HEY. HI and HELLO FRIENDS AND FAMILY!!!!!! You must be rubbing your eyes thinking “ain’t no way Ryann posted another blog???!!! She didn’t post for uhhh like 4 months and now she posted 2 blogs within 2 days???!!!” CRAZY, I know, right? Listen, I have never been a writer, okay. I don’t like journaling. It is something I have kind of kicked myself about because like you would think someone would have the motivation to write about these INSANE past 10 months, right? Yeah someone would have that motivation, but that someone isn’t ME lol. But okay hear me out, I am kind of in the process of processing A LOT right now. A lot of changes. A lot of decisions.
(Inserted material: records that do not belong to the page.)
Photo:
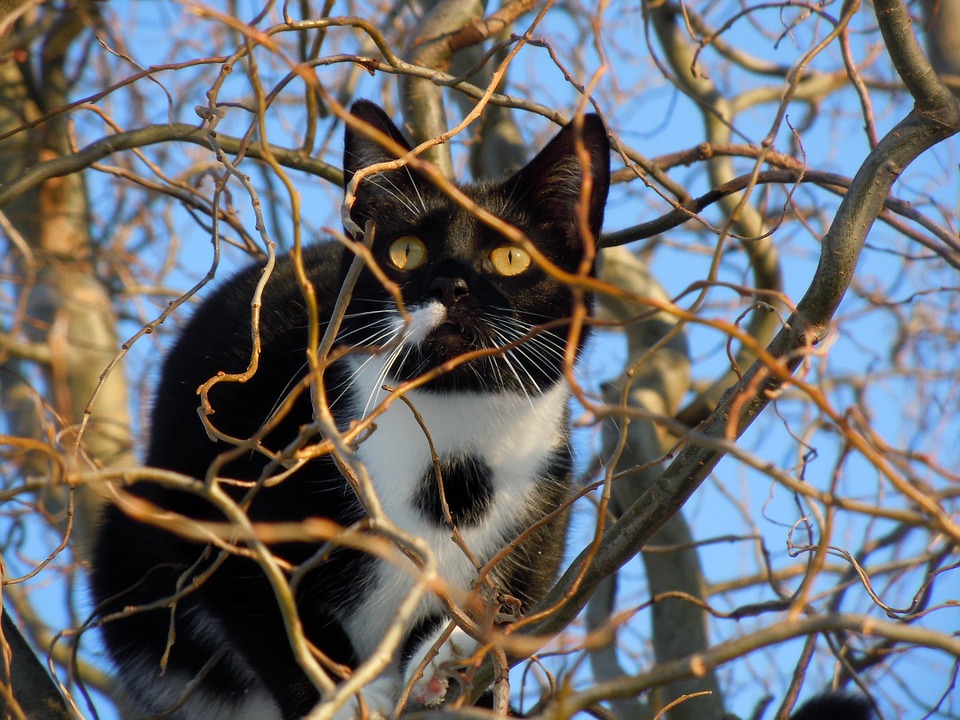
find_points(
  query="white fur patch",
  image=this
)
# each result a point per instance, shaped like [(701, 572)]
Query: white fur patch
[(514, 434), (166, 691)]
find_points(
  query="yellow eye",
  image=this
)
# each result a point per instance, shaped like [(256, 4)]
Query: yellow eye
[(509, 260), (407, 252)]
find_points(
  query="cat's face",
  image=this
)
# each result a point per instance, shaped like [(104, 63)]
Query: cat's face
[(464, 285)]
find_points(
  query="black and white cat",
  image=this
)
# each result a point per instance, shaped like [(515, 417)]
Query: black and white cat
[(499, 424)]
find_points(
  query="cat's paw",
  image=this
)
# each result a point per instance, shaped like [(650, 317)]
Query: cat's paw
[(379, 700), (431, 688)]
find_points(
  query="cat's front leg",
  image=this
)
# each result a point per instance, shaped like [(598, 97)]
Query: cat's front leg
[(379, 701), (431, 688)]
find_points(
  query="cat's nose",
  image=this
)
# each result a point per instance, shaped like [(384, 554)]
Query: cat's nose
[(449, 290)]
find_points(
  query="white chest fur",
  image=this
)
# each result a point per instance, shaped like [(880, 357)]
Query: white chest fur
[(514, 435)]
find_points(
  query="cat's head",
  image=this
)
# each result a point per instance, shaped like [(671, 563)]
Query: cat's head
[(466, 286)]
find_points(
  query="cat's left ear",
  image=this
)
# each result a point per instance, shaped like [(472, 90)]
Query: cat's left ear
[(553, 180), (359, 150)]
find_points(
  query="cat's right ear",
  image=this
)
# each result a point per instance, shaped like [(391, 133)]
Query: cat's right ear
[(361, 148)]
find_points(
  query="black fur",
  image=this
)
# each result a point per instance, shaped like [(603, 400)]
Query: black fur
[(225, 620)]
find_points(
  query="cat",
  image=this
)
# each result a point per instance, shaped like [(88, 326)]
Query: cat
[(498, 423)]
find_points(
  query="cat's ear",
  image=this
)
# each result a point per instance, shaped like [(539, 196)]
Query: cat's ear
[(360, 150), (553, 179)]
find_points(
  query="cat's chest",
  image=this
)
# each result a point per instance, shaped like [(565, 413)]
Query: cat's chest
[(492, 449), (496, 451)]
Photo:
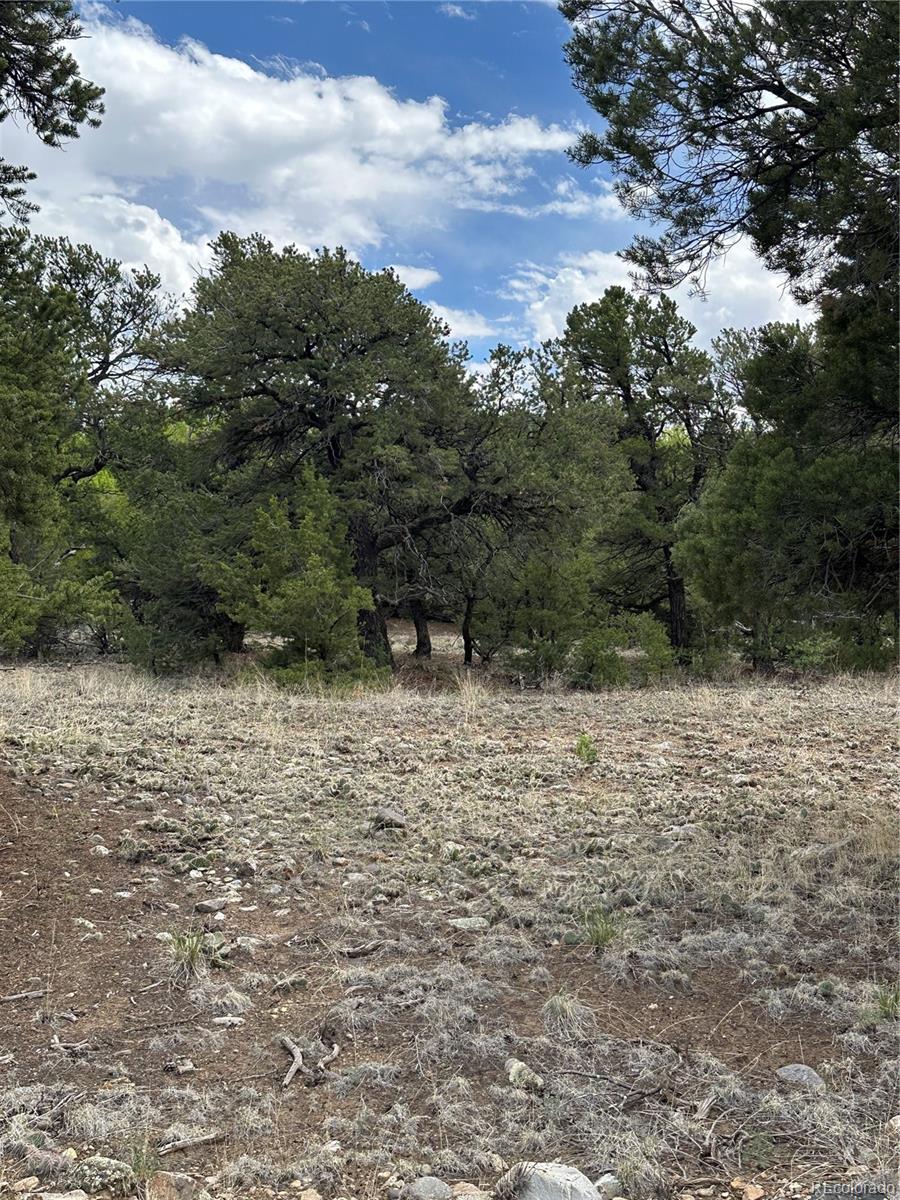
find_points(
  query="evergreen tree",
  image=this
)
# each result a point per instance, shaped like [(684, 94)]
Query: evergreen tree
[(41, 85)]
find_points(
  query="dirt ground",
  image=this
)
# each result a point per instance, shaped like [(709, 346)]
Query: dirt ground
[(654, 924)]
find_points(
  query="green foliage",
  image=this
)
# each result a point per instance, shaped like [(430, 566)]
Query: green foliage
[(600, 928), (295, 582), (586, 749), (778, 540), (41, 84), (190, 952), (633, 647), (635, 359), (887, 1001), (780, 117)]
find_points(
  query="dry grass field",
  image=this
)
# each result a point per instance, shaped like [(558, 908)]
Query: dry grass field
[(497, 925)]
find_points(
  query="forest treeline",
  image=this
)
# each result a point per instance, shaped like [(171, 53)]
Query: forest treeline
[(298, 450)]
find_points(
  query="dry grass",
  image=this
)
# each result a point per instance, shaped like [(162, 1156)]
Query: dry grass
[(748, 829)]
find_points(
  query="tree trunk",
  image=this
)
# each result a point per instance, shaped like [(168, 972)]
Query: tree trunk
[(423, 639), (677, 603), (233, 635), (467, 643), (371, 624), (373, 631)]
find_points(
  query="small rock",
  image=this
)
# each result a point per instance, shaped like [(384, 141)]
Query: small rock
[(609, 1186), (171, 1186), (97, 1173), (521, 1075), (429, 1187), (389, 819), (547, 1181), (797, 1074)]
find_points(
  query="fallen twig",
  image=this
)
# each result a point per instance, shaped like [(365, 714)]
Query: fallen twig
[(189, 1143), (23, 995), (293, 1049), (359, 952)]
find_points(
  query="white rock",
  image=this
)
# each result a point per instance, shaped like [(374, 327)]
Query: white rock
[(798, 1074), (429, 1187), (547, 1181), (609, 1186)]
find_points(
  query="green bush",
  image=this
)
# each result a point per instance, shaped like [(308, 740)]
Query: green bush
[(631, 648)]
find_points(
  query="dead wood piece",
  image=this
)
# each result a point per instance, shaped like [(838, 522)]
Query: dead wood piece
[(360, 952), (189, 1143), (293, 1049), (23, 995)]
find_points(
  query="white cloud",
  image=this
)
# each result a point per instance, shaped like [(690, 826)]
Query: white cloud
[(417, 277), (739, 293), (193, 142), (465, 322)]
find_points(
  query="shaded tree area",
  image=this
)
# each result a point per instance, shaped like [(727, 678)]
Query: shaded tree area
[(299, 453)]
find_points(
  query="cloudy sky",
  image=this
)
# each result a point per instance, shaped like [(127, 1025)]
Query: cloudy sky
[(430, 137)]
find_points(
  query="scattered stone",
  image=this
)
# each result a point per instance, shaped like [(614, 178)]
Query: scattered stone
[(389, 819), (521, 1075), (171, 1186), (429, 1187), (609, 1186), (797, 1074), (97, 1173), (546, 1181)]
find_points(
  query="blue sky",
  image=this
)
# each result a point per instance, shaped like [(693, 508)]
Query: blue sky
[(430, 137)]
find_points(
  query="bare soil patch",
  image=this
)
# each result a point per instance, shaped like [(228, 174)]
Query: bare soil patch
[(660, 930)]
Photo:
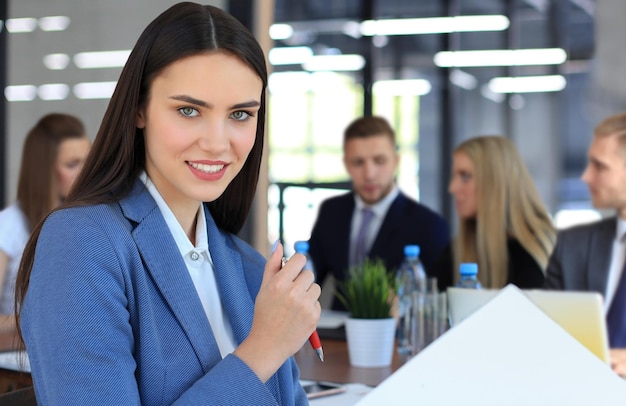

A lot of life not looking like what I thought it would. Writing, weirdly enough, seems to be what is helping me the most. I feel like I can get my thoughts and emotions out all while hearing from the Lord and allowing Him to speak into my life. Who knew that getting your thoughts out onto pen and paper (or in my case your thoughts out onto a Google doc) would be so therapeutic and healing. I hope you enjoy this outpouring of my heart and get a glimpse into what coming to the end of my old self has looked like.
That’s all for now folks🙂
Love Always in All Ways
Ryann
this new Ryann seems like she is filled with a even more light<3 I love you bestie!
Lovely to hear about the changes happening, even when they are difficult! Keeping up the writing; we enjoy it! Writing helps me, too.